This guide is intended to teach you how to teach you one component of metagenomic analysis: how to ID and quanify the microbial species in a sequenced metagenomic sample. It assumes you have a sample available and that you have a machine with 64GB of available RAM.
Overall Approach:
Part 1 of this project is completed in the Linux terminal (in RStudio), and has 5 parts:
Part 2 of this project is completed using the R programming language and in the RStudio scripting pane and console. It has 5 parts:
Login to the same RStudio instance you’ve been completing your Pre-VTP exercises in.
Once you’ve logged in, select the “Terminal” tab.
By default, you should be in your home (i.e. ~
) directory.
Now execute:
$ ls
At a minimum, you should see these assets in your home directory:
R
databases
miniconda3
pass.txt
reads
rstudio
taxa_table.csv
(Your home directory may have additional assets becuase you created them while completing the Pre-VTP exercises. This is completely fine.)
To start, you’re going to complete the analysis with a “mini” version of your assigned dataset. This will enable you to run through the analysis pipeline more quickly (without waiting a long time at each step).

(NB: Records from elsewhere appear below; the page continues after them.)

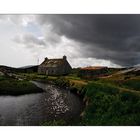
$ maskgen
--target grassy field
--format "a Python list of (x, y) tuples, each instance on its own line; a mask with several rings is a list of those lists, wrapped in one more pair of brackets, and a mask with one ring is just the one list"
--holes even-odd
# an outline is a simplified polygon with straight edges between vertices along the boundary
[(140, 125), (140, 77), (113, 75), (89, 82), (81, 125)]
[(105, 83), (85, 87), (82, 125), (140, 125), (140, 94)]
[(0, 95), (22, 95), (28, 93), (42, 92), (27, 80), (16, 80), (14, 78), (0, 76)]

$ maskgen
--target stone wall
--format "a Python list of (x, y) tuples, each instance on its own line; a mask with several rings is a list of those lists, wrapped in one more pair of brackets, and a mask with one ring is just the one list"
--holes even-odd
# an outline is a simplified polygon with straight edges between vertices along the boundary
[(71, 70), (72, 68), (67, 60), (65, 60), (62, 65), (58, 65), (57, 67), (45, 67), (44, 65), (40, 65), (38, 67), (38, 73), (46, 75), (66, 75), (69, 74)]

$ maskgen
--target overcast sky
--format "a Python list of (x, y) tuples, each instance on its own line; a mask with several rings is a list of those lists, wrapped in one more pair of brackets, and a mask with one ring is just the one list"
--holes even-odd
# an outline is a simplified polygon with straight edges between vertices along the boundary
[(66, 55), (72, 67), (140, 63), (140, 15), (0, 15), (0, 65)]

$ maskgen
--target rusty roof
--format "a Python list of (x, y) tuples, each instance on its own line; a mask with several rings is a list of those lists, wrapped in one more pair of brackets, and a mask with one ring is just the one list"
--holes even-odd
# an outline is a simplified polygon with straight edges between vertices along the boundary
[(105, 69), (107, 67), (103, 67), (103, 66), (89, 66), (89, 67), (84, 67), (81, 68), (81, 70), (100, 70), (100, 69)]

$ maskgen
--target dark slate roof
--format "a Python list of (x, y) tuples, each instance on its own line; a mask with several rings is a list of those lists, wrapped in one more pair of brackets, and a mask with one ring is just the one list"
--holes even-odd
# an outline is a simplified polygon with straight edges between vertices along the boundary
[(44, 67), (58, 67), (64, 64), (64, 59), (47, 59), (41, 64)]

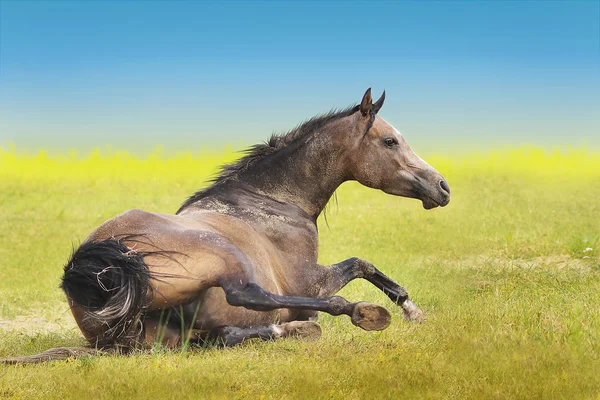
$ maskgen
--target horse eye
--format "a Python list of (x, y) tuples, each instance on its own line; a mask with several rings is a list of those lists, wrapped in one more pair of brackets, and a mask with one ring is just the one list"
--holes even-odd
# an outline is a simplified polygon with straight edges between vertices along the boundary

We’ve taken 50K reads from the read1 and read2 files of your assigned sample. They are labeled with the prefix mini_
and located in the reads
directory.
Navigate to the reads
directory (which contains the “mini” fastq data):
$ cd ~/reads/
Note the composition of the reads
directory:
$ ls
PLEASE NOTE: make sure to complete all steps in this sectionfrom the reads
directory.
Find your “Assigned Sample ID” (Column N) in the Google Sheet: https://docs.google.com/spreadsheets/d/1irV3-fyiqvYbHnfKveNu5IinK7Mqoo8tN4jr1zyLPgM/edit?usp=sharing
Take a look at the first 10 lines of your assigned fastq files:
$ zcat mini_my_reads.R1.fastq.gz | head
$ zcat mini_my_reads.R2.fastq.gz | head
(Please note: mini_my_reads
is a placeholder for your assigned miniature reads dataset.)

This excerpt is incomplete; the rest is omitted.